In a “washdown environment,” equipment needs to be cleaned either by hand or by automatic means with water, chemicals, or a mixture of these. Manufacturers that handle food, beverages, or pharmaceuticals are required to follow and maintain regulations, standards, and inspections, allowing them to produce goods and properly maintain equipment.
To ensure the successful performance of machine components in sanitary, washdown, or chemically cleaned environments, engineers must carefully choose materials for bearing, shafting or rail, and seal components. Here are 4 of them:
Stainless steel’s corrosion resistance and durability is typically preferred for general use in direct food contact areas. There are variations in stainless steel grades, mostly in the levels of chromium and nickel, that include a 300 and 400 series stainless steel.
300 Series Stainless Steel
Featuring relatively soft and non-magnetic properties, 300 Series Stainless Steel cannot be hardened. It is widely accepted for food and medical applications, and features various types that have slightly different formulations with varying strengths and weaknesses. These types include 303, 304, and 316.

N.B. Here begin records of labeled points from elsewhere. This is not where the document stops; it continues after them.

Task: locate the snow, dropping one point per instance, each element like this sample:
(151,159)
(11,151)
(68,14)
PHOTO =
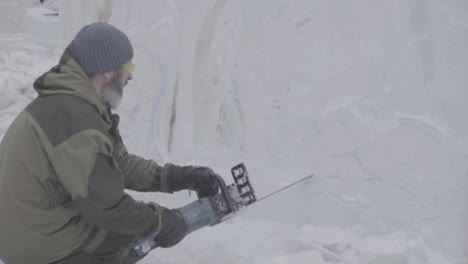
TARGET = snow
(369,96)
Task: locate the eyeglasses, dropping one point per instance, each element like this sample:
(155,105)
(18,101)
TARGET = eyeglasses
(129,67)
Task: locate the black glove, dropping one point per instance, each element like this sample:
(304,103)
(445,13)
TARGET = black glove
(200,179)
(173,228)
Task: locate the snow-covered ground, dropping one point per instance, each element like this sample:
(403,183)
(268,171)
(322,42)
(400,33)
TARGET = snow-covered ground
(369,96)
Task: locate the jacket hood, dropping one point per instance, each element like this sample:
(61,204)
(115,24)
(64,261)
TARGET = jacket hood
(67,77)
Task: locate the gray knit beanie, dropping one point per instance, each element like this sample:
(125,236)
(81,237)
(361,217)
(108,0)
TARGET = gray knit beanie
(101,48)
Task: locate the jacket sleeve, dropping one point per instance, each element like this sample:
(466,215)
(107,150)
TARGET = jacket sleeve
(90,174)
(140,174)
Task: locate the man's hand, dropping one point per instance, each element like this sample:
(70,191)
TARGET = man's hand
(200,179)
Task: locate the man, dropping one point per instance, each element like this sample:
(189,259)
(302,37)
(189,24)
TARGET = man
(64,167)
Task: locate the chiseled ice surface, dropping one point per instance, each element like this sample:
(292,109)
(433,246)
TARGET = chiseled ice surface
(369,96)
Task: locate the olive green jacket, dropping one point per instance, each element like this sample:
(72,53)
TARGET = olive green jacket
(63,170)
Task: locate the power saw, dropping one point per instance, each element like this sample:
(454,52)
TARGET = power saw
(210,211)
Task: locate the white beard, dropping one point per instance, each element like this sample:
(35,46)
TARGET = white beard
(112,94)
(111,97)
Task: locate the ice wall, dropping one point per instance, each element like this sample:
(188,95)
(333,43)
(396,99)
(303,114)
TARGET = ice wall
(368,95)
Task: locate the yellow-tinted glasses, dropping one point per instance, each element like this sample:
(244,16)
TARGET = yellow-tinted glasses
(129,67)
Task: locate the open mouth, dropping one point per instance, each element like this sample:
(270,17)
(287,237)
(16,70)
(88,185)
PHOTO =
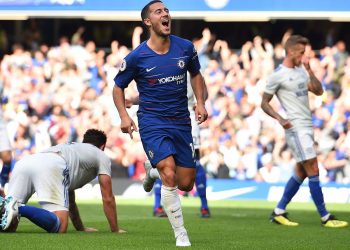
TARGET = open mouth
(165,23)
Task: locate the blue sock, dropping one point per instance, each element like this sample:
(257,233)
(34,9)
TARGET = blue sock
(201,184)
(41,217)
(157,187)
(290,190)
(317,195)
(4,175)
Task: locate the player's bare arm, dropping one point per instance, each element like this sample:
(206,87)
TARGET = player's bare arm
(127,124)
(109,206)
(314,85)
(265,105)
(199,90)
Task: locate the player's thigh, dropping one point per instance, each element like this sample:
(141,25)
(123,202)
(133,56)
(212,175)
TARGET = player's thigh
(61,212)
(52,179)
(302,144)
(157,144)
(20,184)
(185,178)
(195,131)
(184,149)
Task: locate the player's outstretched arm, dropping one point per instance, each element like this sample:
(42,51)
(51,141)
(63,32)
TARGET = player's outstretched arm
(109,206)
(200,92)
(127,124)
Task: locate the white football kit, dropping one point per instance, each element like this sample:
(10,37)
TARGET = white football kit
(290,85)
(56,170)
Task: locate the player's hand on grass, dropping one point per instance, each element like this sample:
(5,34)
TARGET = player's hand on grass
(120,231)
(90,229)
(285,124)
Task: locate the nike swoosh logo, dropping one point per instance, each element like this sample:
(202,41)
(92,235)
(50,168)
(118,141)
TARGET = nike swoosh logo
(175,210)
(221,195)
(148,70)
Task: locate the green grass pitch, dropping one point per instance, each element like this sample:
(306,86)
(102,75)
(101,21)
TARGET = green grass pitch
(233,225)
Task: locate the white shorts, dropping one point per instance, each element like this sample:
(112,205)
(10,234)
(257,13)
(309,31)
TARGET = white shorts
(195,130)
(5,144)
(301,142)
(44,173)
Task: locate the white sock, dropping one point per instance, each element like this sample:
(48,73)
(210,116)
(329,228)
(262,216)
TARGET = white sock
(279,210)
(153,173)
(172,206)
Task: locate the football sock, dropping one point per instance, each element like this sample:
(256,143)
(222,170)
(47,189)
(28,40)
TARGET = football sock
(154,173)
(41,217)
(290,190)
(317,195)
(5,172)
(172,207)
(201,184)
(157,193)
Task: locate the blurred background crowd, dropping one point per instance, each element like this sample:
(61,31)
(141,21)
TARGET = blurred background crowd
(55,93)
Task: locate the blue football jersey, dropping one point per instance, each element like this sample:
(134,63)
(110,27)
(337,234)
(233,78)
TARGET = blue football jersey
(162,82)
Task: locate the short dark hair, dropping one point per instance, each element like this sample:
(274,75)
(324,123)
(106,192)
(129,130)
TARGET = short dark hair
(294,40)
(145,10)
(95,137)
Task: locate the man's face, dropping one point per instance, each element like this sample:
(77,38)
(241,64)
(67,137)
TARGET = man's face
(159,19)
(297,53)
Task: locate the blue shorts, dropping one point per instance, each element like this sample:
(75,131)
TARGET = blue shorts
(159,143)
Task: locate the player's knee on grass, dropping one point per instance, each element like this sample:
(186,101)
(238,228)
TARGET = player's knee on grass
(13,226)
(63,217)
(311,167)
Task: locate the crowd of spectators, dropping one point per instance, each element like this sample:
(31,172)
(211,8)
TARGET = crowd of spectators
(56,93)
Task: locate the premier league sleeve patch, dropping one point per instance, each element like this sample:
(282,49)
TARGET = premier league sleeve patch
(123,66)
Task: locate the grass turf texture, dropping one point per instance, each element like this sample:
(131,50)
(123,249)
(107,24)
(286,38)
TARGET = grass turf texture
(233,225)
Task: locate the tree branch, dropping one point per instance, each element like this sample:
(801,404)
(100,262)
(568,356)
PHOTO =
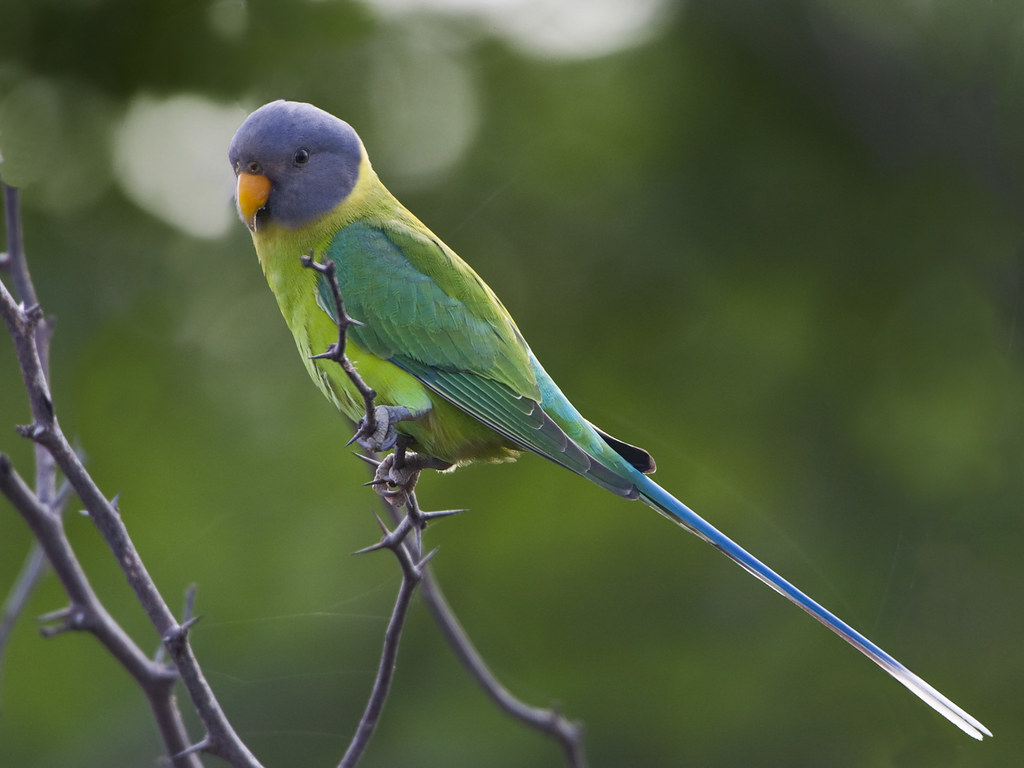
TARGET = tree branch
(31,336)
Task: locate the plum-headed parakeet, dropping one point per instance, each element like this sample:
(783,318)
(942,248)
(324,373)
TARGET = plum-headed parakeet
(441,351)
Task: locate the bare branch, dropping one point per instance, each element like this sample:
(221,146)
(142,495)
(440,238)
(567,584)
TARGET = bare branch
(25,321)
(336,351)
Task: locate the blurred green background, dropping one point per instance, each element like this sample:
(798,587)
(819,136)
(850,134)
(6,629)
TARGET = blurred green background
(778,245)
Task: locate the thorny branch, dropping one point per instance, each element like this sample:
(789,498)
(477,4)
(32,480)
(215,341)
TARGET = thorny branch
(41,510)
(416,572)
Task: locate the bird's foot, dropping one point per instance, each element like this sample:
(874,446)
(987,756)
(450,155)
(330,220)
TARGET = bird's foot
(379,434)
(397,473)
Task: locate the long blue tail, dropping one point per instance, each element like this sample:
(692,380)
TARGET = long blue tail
(679,513)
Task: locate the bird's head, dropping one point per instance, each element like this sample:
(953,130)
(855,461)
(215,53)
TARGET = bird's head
(293,163)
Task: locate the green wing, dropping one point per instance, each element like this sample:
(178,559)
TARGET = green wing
(426,311)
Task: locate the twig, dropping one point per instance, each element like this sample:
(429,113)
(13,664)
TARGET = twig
(85,610)
(568,733)
(336,351)
(32,570)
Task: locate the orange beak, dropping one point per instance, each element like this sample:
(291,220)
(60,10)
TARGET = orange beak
(252,192)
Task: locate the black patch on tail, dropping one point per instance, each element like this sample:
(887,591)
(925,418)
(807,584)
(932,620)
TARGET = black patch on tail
(640,459)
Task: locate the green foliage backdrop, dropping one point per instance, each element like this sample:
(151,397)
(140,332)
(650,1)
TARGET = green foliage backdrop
(778,245)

303 is also referred to as “A1” under ISO standards. It is a free machining version of 304 due to added Sulphur and phosphorous. While its corrosion resistance is good in mild environments, it is subject to pitting and crevice corrosion in chloride containing environments over 60°C.304 is known as “A2” or “18/8” due to its 18-percent chromium and 8-percent nickel make-up. It is the most common grade of stainless steel with excellent forming and welding characteristics. 304 is typically used in food processing equipment (beer brewing, milk processing, and wine making) due to its corrosion resistance and excellent ambient and low temperature toughness properties.316, or “A4” (18/10), is the most commonly used alloy for food and pharmaceutical grade applications. The addition of up to a maximum of 3 percent molybdenum helps prevent corrosion from industrial chemicals and solvents, making it more resistant than 304.
400 Series Stainless Steel
There are several types of 400 series stainless available, but the most widely available and most used is the 440 stainless. It can be heat treated and hardened for use in cutlery, linear shafting, and in applications requiring higher wear resistance. Due to its carbon makeup, it will oxidize under washdown conditions.
Aluminum & Coatings
If weight is a concern, engineers can use aluminum in some washdown environments, but it must be coated for protection against pitting and cracking. Anodizing, ceramic coating, or other types of coatings with PTFE or other fillers are used, but they don’t provide the resistance or life that stainless steel offers. Stainless steel is preferred in more caustic chemical washdown environments.
Electroless Nickel Coatings
These coatings have become popular because of their corrosion and wear resistance combined with a smooth polished appearance. Some forms include a PTFE infusion to aid in non-stick properties. Most forms of this coating are FDA compliant as well.
Plastics, Polymers & Fillers
Due to cost, weight, manufacturability, etc., these non-metal materials are increasingly being used, “under the hood,” inside of mechanical drive components, guides, bearings, fasteners, and more. Many solid plastics, such as injection molded bearing inserts, present drawbacks in washdown applications in that most will absorb liquid, causing the component to swell and increasing the potential for binding and catastrophic failure.